Continued from Part One...
So... I went to a play the night of the disastrous conversation in regards to potentially giving my hoarding mother my car. I hung up rather abruptly when arrived, and when I left the Theatre I decided to call back to finish the 'conversation'. I am low contact, but I knew this would fester into drama if I allowed it to fester.
It was nearly 10:30pm, and she stays up late, but she allowed to call to go to voicemail. I left a message, and that was that. Or so I thought.
I was having trouble sleeping, and I was playing around on social media when my mother's neighbor posted and asked if I was awake, and when I indicated was, she said she could not call but would text. It was around 2am.
My mother had called the neighbor (the one she said would not help her anymore) and got her out of bed at 12:30am. Allegedly my mother was choking on a piece of cooked broccoli and wanted to go to the emergency department and did not want to call an ambulance. My mother's neighbor took her, and she said my mother could not speak when she pulled up and took her in. She had normal BP and vitals, and an Xray showed nothing. She was annoyed that they were not going to go down her throat and 'get it' and when they asked the standard advance directive/DNR question she said "You will need to call my daughter" and went into high drama. The neighbor quickly interjected that there was no need to call me, it was a routine question. She stated that my mother seemed disappointed that more heroic measures were not necessary and they were not going to call me. By this point my mother is speaking more normally, and the neighbor said she would call me in the morning.

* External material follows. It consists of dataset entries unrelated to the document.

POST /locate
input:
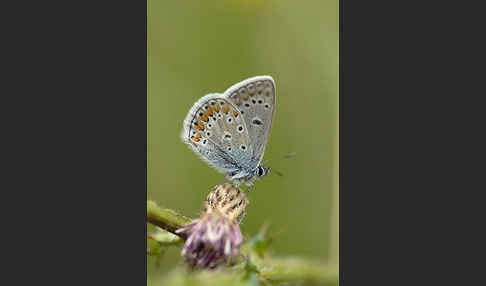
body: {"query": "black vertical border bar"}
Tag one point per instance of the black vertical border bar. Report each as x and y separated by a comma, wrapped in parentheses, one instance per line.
(80, 73)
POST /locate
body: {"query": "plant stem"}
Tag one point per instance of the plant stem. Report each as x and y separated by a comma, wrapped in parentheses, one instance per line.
(165, 218)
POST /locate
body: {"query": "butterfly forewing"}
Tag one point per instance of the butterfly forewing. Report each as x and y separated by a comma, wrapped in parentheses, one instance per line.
(255, 99)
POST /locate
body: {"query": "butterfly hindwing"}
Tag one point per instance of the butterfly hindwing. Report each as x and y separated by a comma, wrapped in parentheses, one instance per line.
(215, 130)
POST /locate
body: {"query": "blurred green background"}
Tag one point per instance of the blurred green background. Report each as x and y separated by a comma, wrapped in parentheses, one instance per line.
(198, 47)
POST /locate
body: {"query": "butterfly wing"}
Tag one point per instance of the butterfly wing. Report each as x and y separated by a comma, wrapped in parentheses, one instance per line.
(255, 99)
(215, 130)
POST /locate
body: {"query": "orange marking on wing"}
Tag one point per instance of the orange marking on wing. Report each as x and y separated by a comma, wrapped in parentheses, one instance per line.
(209, 111)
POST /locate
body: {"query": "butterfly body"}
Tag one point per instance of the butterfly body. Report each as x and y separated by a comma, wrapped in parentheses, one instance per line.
(230, 130)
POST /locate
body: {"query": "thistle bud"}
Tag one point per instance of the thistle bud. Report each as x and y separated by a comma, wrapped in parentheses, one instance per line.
(215, 237)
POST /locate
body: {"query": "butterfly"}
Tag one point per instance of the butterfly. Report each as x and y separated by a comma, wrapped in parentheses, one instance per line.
(230, 130)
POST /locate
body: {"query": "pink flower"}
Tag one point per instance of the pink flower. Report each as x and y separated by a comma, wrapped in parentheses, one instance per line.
(215, 238)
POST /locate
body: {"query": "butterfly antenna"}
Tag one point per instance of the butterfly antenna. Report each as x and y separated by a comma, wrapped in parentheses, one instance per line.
(276, 172)
(290, 155)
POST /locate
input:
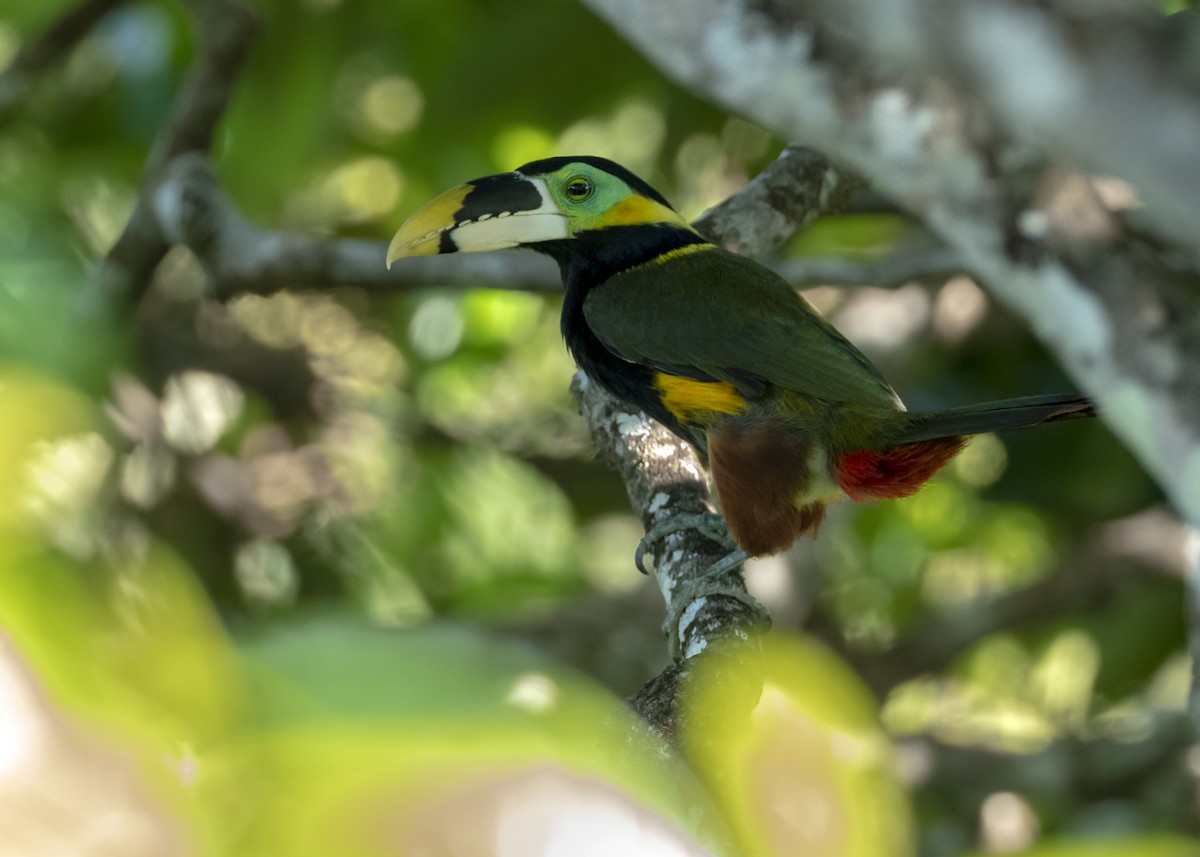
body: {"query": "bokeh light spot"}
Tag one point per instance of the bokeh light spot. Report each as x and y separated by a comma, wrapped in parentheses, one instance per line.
(391, 105)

At 10am the neighbor called me. She was with my mother until 3:45am, and she had to get up at 7am for work. She took her home after the doctor (in frustration, most likely, since she refused to cough hard because she would 'aspirate into her lungs') had her drink a soda and rise up onto her tiptoes and rock back to her heels. Miraculously it worked on the second try. The neighbor was trying not to laugh, as she saw it for what it was, a 'GTFO of my ER' maneuver. I explained that I knew something was going to happen, and my conversation. She asked me to call after I had talked to my mother. I waited until 6pm, and since she had not called, I called her. She recounted the events of the evening, ignoring my questions and making it much more dramatic in the retelling.
The next day I called the neighbor and verified the veracity of my mother's version. It was exaggerated on several counts and at least one detail was fabricated. A few days later the neighbor has not called her. She may have burnt that bridge.
Hoarding. No one wins.
My name is Lisabeth, and I am the adult child of a compulsive hoarding mother. The take away from my journey is that the hoard is merely a symptom of a life threatening, relationship-destroying mental illness. An illness that often includes behaviors from addiction, child/domestic abuse, and personality disorders such as narcissistic personality disorder. Stay, read, and please, by all means, intervene if you see a child being raised in the shadow of the hoard.